Aynı zamanda, belirlenen en uygun koşullarda çalışılan metallerin kalibrasyon eğrileri çizilerek geliştirilecek yöntemin doğrusal tayin aralığı, gözlenebilme ve alt tayin sınırları belirlenmiştir. Çalışma kapsamında yabancı iyonların etkisi de incelenmiştir.

Geliştirilen florimetrik söndürme yöntemi, sartan türü tansiyon ilaçları ile vitamin-mineral kombinasyonu ilaçlarda bulunan demir ve bakırın etkileşimlerinin incelenmesinde uygulanmıştır.

4.1. Kullanılan Cihazlar

4.1.1. Spektroflorimetre

Bu çalışmada floresans ölçümleri PERKIN ELMER LS/55 marka spektroflorimetre ile yapıldı. Uyarma ve emisyon monokromotorlarının slit aralığı valsartan için 10-5 nm losartan için 10-10 olarak ayarlandı ve tüm ölçümler bu aralıkta yapıldı. Optik uzunluğu 1 cm olan kuvars bir küvet kullanıldı.

35

4.1.2. Spektrofotometre

Kompleks stokiyometrisinin job metodu ile tayininde AGİLENT 8453 marka spektrofotometre kullanıldı.

4.1.3. pH metre

Maddeler ACCULAB ATILON marka hassas terazi kullanılarak tartıldı. Deney çözeltilerinin pH’larını ayarlamak amacıyla METTLER TOLEDO marka pH-metre ve aynı marka kombine cam-pH elektrodu kullanıldı. pH-metrenin kalibrasyonu, Merck firmasından temin edilen pH 4, pH 7 ve pH 10 tampon çözeltileri kullanılarak yapıldı.

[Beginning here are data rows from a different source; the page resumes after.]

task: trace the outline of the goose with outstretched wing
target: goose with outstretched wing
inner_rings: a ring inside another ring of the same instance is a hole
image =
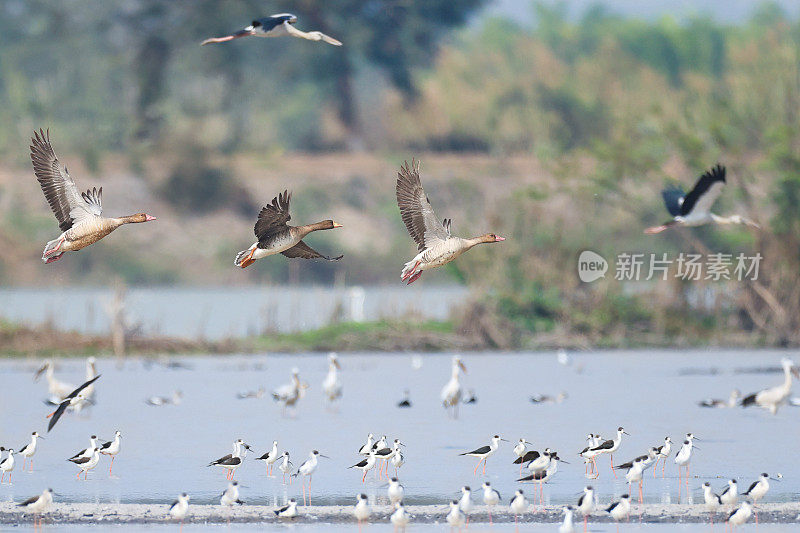
[[[303,242],[303,237],[312,231],[341,228],[333,220],[323,220],[315,224],[305,226],[290,226],[287,224],[291,220],[289,215],[289,202],[292,193],[288,190],[272,199],[272,203],[264,206],[258,214],[258,220],[253,228],[257,242],[253,243],[247,250],[242,250],[236,254],[233,264],[240,268],[247,268],[257,259],[268,257],[275,254],[283,254],[286,257],[301,259],[325,259],[327,261],[338,261],[343,255],[328,257],[317,252]]]
[[[224,43],[239,39],[240,37],[249,37],[252,35],[253,37],[298,37],[300,39],[306,39],[307,41],[323,41],[333,46],[342,46],[341,41],[329,35],[325,35],[321,31],[298,30],[294,26],[296,22],[297,17],[291,13],[278,13],[277,15],[256,19],[243,30],[239,30],[230,35],[206,39],[200,43],[200,45]]]
[[[50,130],[44,132],[40,129],[33,135],[30,146],[33,172],[63,232],[47,243],[42,252],[42,261],[58,261],[64,252],[86,248],[123,224],[156,219],[147,213],[118,218],[102,216],[103,188],[92,187],[84,193],[78,192],[67,167],[61,165],[53,151]]]
[[[450,219],[440,221],[433,211],[419,179],[419,161],[406,161],[397,173],[397,206],[408,233],[417,243],[418,254],[403,267],[400,279],[409,285],[425,270],[446,265],[458,256],[482,243],[500,242],[505,238],[486,233],[463,239],[450,233]]]

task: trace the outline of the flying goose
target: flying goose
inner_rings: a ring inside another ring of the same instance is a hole
[[[300,31],[293,26],[297,22],[297,17],[291,13],[278,13],[277,15],[270,15],[261,19],[254,20],[249,26],[243,30],[239,30],[231,35],[225,37],[212,37],[206,39],[200,46],[212,43],[224,43],[232,41],[240,37],[247,37],[253,35],[255,37],[283,37],[290,35],[292,37],[299,37],[300,39],[307,39],[309,41],[325,41],[334,46],[342,46],[340,41],[333,37],[325,35],[321,31]]]
[[[446,265],[473,246],[500,242],[505,238],[487,233],[471,239],[453,237],[450,219],[439,221],[419,180],[419,161],[406,161],[397,173],[397,205],[408,233],[417,243],[419,253],[403,267],[400,279],[414,283],[422,272]]]
[[[302,259],[326,259],[328,261],[338,261],[343,255],[338,257],[328,257],[322,255],[309,245],[303,242],[303,237],[312,231],[341,228],[333,220],[323,220],[316,224],[306,224],[305,226],[289,226],[286,224],[291,220],[289,215],[289,202],[292,193],[288,190],[283,191],[275,198],[272,203],[264,206],[258,214],[258,221],[253,228],[258,242],[254,243],[247,250],[242,250],[236,254],[233,264],[247,268],[256,259],[275,254],[283,254],[286,257],[300,257]]]
[[[53,210],[58,227],[63,231],[57,239],[48,242],[42,252],[42,261],[53,263],[64,252],[77,251],[94,244],[123,224],[149,222],[156,217],[146,213],[119,218],[102,216],[103,188],[92,187],[84,193],[61,166],[50,145],[50,130],[41,129],[31,137],[31,162],[33,172],[42,187],[47,203]]]
[[[671,187],[661,191],[667,211],[674,218],[660,226],[647,228],[648,235],[661,233],[672,226],[702,226],[704,224],[745,224],[758,228],[758,224],[741,215],[722,217],[711,212],[711,206],[722,194],[725,185],[725,167],[716,165],[698,178],[689,194],[680,187]]]

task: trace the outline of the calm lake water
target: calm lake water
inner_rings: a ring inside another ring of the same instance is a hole
[[[145,334],[219,340],[264,331],[316,329],[335,320],[415,315],[449,318],[469,291],[459,286],[130,288],[125,310]],[[60,330],[109,331],[113,289],[0,289],[0,318]]]
[[[698,477],[690,480],[691,489],[709,480],[721,490],[731,477],[746,488],[760,472],[781,473],[783,481],[772,483],[767,500],[789,501],[800,492],[796,453],[800,409],[784,407],[772,416],[758,409],[696,406],[697,400],[709,395],[727,398],[733,387],[747,393],[778,383],[779,374],[742,371],[775,366],[783,355],[791,354],[586,352],[573,354],[575,363],[583,366],[578,373],[574,367],[559,365],[554,353],[468,354],[465,385],[475,389],[478,402],[462,406],[458,420],[448,418],[439,403],[439,391],[450,375],[447,355],[423,355],[421,367],[412,365],[412,354],[341,355],[344,397],[334,411],[326,407],[320,391],[327,369],[324,354],[176,359],[186,365],[183,369],[145,365],[141,360],[117,368],[113,361],[100,360],[97,405],[65,416],[40,443],[34,472],[22,473],[18,466],[13,483],[0,486],[0,498],[19,501],[50,486],[62,501],[164,503],[186,491],[193,502],[216,502],[226,486],[225,475],[206,464],[229,453],[232,441],[242,437],[258,454],[277,439],[295,464],[311,449],[330,456],[320,460],[312,501],[350,504],[362,491],[372,498],[385,495],[383,483],[374,481],[372,473],[362,485],[360,472],[347,469],[359,460],[356,450],[369,432],[399,437],[406,444],[400,479],[409,504],[445,504],[462,485],[479,487],[484,479],[507,498],[518,488],[518,470],[511,464],[513,444],[503,443],[489,459],[485,478],[473,475],[475,460],[458,455],[499,433],[511,441],[525,437],[536,449],[554,448],[570,462],[545,487],[551,504],[573,502],[587,483],[595,486],[605,503],[626,491],[622,475],[615,480],[609,458],[603,456],[598,461],[600,478],[588,482],[576,454],[587,433],[611,436],[622,425],[631,436],[615,454],[617,461],[643,453],[667,435],[680,440],[693,432],[702,441],[692,462],[692,474]],[[32,380],[37,363],[0,363],[2,446],[17,447],[31,431],[46,430],[49,408],[41,402],[46,384]],[[293,417],[282,417],[281,407],[270,398],[236,398],[241,390],[259,386],[270,390],[287,382],[294,366],[311,388]],[[77,383],[83,374],[82,361],[59,361],[60,378]],[[411,390],[410,409],[395,407],[404,388]],[[168,395],[173,389],[184,393],[180,405],[144,403],[150,395]],[[561,404],[528,401],[532,394],[561,390],[569,394]],[[108,461],[103,459],[87,482],[76,481],[77,469],[66,458],[85,448],[89,435],[110,438],[116,429],[124,438],[114,475],[109,476]],[[243,485],[243,500],[272,505],[300,496],[299,483],[284,486],[280,477],[268,478],[254,457],[248,455],[236,475]],[[646,500],[676,502],[676,474],[670,459],[664,479],[646,477]],[[533,487],[526,485],[525,490],[531,494]],[[701,497],[700,492],[693,494],[695,501]]]
[[[582,524],[580,525],[582,527]],[[148,531],[154,533],[164,533],[169,531],[173,533],[178,531],[178,526],[175,524],[165,525],[135,525],[135,526],[113,526],[105,524],[103,526],[75,526],[75,525],[47,525],[47,531],[56,531],[58,533],[83,533],[89,532],[106,532],[106,531]],[[581,527],[577,527],[581,531]],[[589,531],[639,531],[642,533],[700,533],[700,532],[713,532],[723,531],[724,524],[716,524],[713,528],[706,524],[621,524],[619,529],[614,524],[591,524]],[[0,526],[0,531],[19,531],[19,527],[7,526],[5,528]],[[274,532],[318,532],[326,531],[330,533],[352,533],[358,531],[358,526],[354,524],[186,524],[183,526],[183,531],[191,533],[192,531],[266,531],[268,533]],[[364,532],[369,533],[393,533],[394,527],[391,524],[375,524],[370,523],[363,528]],[[406,528],[407,533],[431,533],[434,531],[450,531],[450,527],[446,523],[441,524],[410,524]],[[493,533],[511,533],[516,531],[532,531],[534,533],[557,532],[558,524],[520,524],[517,529],[514,524],[495,524],[494,526],[487,526],[484,524],[470,524],[469,529],[472,533],[493,532]],[[796,524],[748,524],[738,529],[737,531],[758,531],[760,533],[784,533],[789,531],[797,531]]]

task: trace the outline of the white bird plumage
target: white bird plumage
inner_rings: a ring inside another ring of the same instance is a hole
[[[458,404],[461,403],[461,372],[466,373],[467,367],[464,366],[461,358],[455,355],[450,365],[450,380],[442,387],[442,392],[440,394],[442,405],[445,409],[449,407],[453,408],[454,418],[458,418]]]
[[[786,357],[781,359],[781,367],[783,367],[783,383],[745,396],[742,407],[758,405],[768,409],[773,415],[778,412],[778,407],[786,403],[792,393],[792,375],[800,379],[800,370],[791,359]]]

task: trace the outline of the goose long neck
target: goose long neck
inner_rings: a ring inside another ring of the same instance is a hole
[[[324,229],[331,229],[330,222],[323,220],[321,222],[315,222],[314,224],[306,224],[305,226],[296,226],[295,230],[297,234],[302,238],[311,233],[312,231],[320,231]]]

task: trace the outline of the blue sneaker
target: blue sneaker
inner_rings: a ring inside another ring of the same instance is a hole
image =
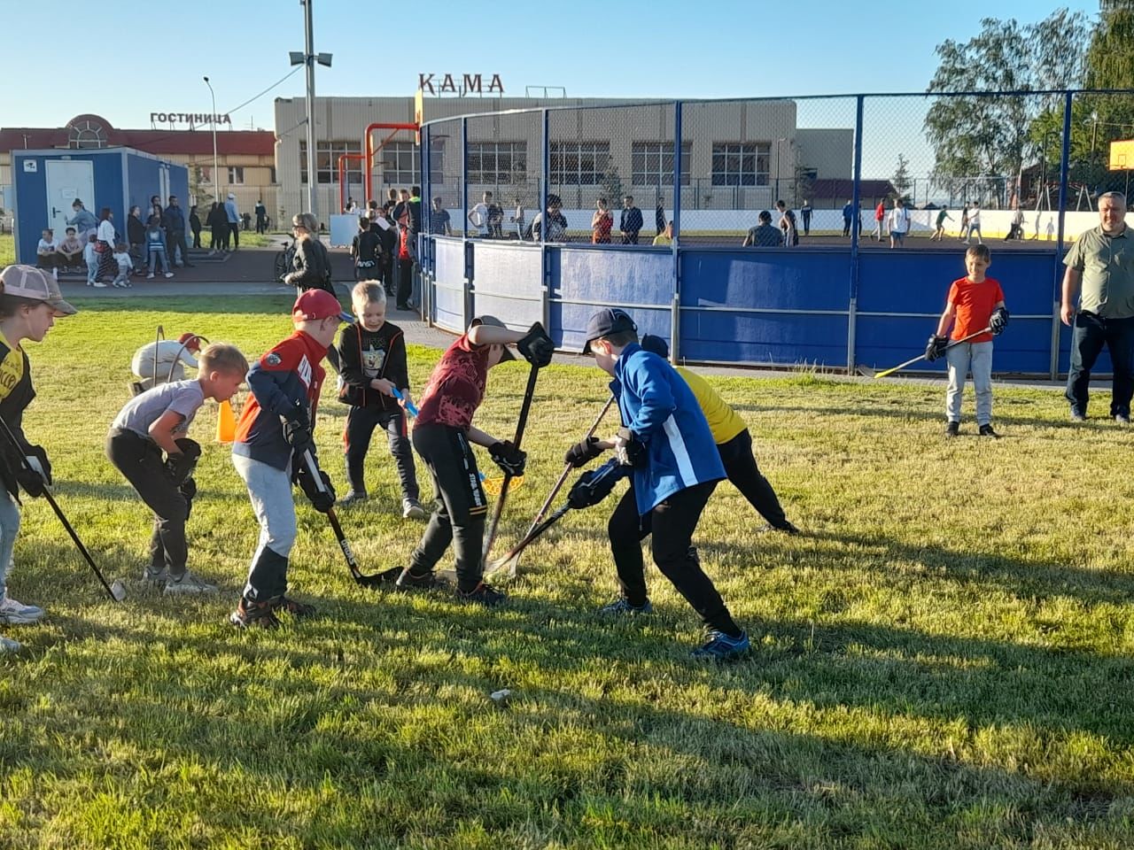
[[[742,631],[741,637],[729,637],[723,631],[710,631],[709,640],[704,646],[700,646],[691,654],[694,658],[709,661],[731,661],[744,655],[752,645],[748,643],[748,632]]]
[[[641,605],[632,605],[625,596],[619,596],[617,600],[611,602],[609,605],[603,605],[599,609],[600,614],[611,614],[619,615],[623,614],[652,614],[653,605],[650,604],[650,600],[646,600]]]

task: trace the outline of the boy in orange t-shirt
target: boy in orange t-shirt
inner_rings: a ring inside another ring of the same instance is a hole
[[[949,364],[949,389],[945,393],[945,414],[948,424],[946,436],[957,436],[960,428],[960,398],[965,390],[965,376],[973,373],[976,390],[976,424],[981,436],[997,437],[992,430],[992,338],[999,337],[1008,324],[1008,311],[1004,306],[1000,282],[985,277],[992,264],[992,256],[984,245],[974,245],[965,252],[965,269],[968,274],[953,281],[945,313],[937,323],[937,333],[929,338],[925,359],[936,360],[941,355]],[[982,333],[967,342],[955,342],[949,347],[946,333],[953,325],[953,339],[962,340],[983,328]]]

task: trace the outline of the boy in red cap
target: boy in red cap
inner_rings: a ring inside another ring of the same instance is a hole
[[[261,357],[248,371],[252,391],[236,425],[232,466],[248,487],[260,522],[260,543],[252,556],[248,581],[229,621],[240,628],[279,626],[277,612],[310,617],[312,605],[289,600],[288,555],[296,537],[295,481],[318,511],[335,505],[335,490],[306,462],[315,458],[312,427],[325,371],[320,365],[335,341],[342,313],[338,299],[323,289],[308,289],[291,308],[295,333]]]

4.1.4. Saf su cihazı, su banyosu ve ısıtıcı:

Çözeltileri hazırlamak için kullanılan ultra saf su Pure Lab Option-Q ELGA DV25 marka ultra saf su cihazdan elde edildi. Sıcaklığı 25ºC’de sabit tutabilmek için

WiseCircu marka sirkülasyonlu su banyosu ve çözeltiyi karıştırmak için ULTRASONIC LC/30H marka su banyosu kullanıldı.